The Tory government’s apparent betrayal of the fishing industry with the announcement that their share of Britain’s fish will not change during the so-called ‘transition’ period after Brexit could undo its negotiations entirely.
A minority administration which relies on the Brexit-supporting Democratic Unionist Party (DUP) in Northern Ireland to pass legislation, the May administration faces the prospect of a general rebellion by Brexiteers and its 13 Scottish MPs over the emotive issue.
Around 60 per cent of the Scottish fishing fleet has been wiped out as a result of Britain’s entry into the European Union — then, the European Economic Community — in the 1970s, while other EU countries have received grants to build more vessels to better plunder British waters.
Indeed, EU-flagged boats drag up an enormous 760,000 tonnes of British fish — far more than is allotted to British boats — while British-flagged boats’ combined share of fisheries in every other EU member-state adds up to a meagre 90,000 tonnes of fish.
Bizarrely, Brexit secretary David Davis claimed the fact that “the United Kingdom’s share of the total catch cannot be changed” during the transition means the government is “protecting the interests of the United Kingdom fishing community” — an assertion that is being strenuously and bitterly contested by fishermen themselves.
John Lamont, MP for Berwickshire, Roxburgh, and Selkirk, has already vowed to vote against any Brexit deal with does not include full control over fish stocks and access to them — and, significantly, Scottish Conservatives leader Ruth Davidson MSP has promised he will have her “full support” in doing so.

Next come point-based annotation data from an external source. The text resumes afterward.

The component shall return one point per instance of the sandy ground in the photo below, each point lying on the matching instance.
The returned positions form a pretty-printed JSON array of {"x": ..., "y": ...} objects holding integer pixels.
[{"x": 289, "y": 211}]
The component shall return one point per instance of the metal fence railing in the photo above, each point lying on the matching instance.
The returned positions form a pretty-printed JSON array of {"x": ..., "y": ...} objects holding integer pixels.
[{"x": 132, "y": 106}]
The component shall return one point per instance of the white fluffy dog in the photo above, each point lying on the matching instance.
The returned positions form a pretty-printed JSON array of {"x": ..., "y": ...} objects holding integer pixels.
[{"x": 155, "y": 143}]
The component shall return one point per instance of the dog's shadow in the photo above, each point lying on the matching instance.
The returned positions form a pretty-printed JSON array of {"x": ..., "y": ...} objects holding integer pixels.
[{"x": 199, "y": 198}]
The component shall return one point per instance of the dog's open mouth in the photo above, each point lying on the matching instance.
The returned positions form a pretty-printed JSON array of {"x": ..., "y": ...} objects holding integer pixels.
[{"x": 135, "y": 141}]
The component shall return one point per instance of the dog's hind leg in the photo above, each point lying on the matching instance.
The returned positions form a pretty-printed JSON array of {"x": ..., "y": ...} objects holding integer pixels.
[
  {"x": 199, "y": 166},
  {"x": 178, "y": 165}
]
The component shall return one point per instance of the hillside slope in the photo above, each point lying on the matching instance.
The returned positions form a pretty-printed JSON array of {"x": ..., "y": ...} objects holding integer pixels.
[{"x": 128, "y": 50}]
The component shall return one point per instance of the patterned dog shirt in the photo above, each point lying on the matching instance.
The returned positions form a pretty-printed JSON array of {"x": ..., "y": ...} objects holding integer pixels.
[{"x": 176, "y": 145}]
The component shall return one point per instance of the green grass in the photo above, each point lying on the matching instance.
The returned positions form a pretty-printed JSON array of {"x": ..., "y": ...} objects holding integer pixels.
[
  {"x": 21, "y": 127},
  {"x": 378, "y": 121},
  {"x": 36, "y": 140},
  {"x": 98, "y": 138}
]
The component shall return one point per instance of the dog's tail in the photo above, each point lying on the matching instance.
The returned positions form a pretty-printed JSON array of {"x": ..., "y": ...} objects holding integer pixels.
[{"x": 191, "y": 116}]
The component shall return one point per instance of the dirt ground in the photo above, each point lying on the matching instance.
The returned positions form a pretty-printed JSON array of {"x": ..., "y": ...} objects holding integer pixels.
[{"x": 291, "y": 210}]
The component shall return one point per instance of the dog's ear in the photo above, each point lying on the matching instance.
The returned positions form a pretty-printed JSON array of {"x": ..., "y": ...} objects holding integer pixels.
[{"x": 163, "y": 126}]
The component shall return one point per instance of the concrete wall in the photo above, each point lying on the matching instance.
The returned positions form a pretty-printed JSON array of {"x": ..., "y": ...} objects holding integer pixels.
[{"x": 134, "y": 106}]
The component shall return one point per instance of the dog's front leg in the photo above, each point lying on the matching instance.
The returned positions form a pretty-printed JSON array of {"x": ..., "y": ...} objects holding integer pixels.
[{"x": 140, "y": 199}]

Brexit campaign leader Nigel Farage best summed up the sentiments of fishermen by tweeting: “We sold out fisheries when we joined the EEC and we’re selling them out now as we leave.”
A widely-held feeling that the industry was consciously betrayed by the late Edward ‘Ted’ Heath when he took Britain into the EEC was seemingly confirmed when official documents were released decades later, in which officials suggested that “in the wider context [the fishermen] must be regarded as expendable” — ultimately resulting in at least 100,000 job losses at sea and onshore.
It is possible that the Tories will suffer the same lasting reputational damage in Britain’s coastal communities as they did in the North-East under Prime Minister John Major and Deputy Prime Minister Michael Heseltine in the 1990s, when they shut the Nottingham mines which had continued to operate through the Thatcher-era miners’ strike, despite earlier assurances this would not happen.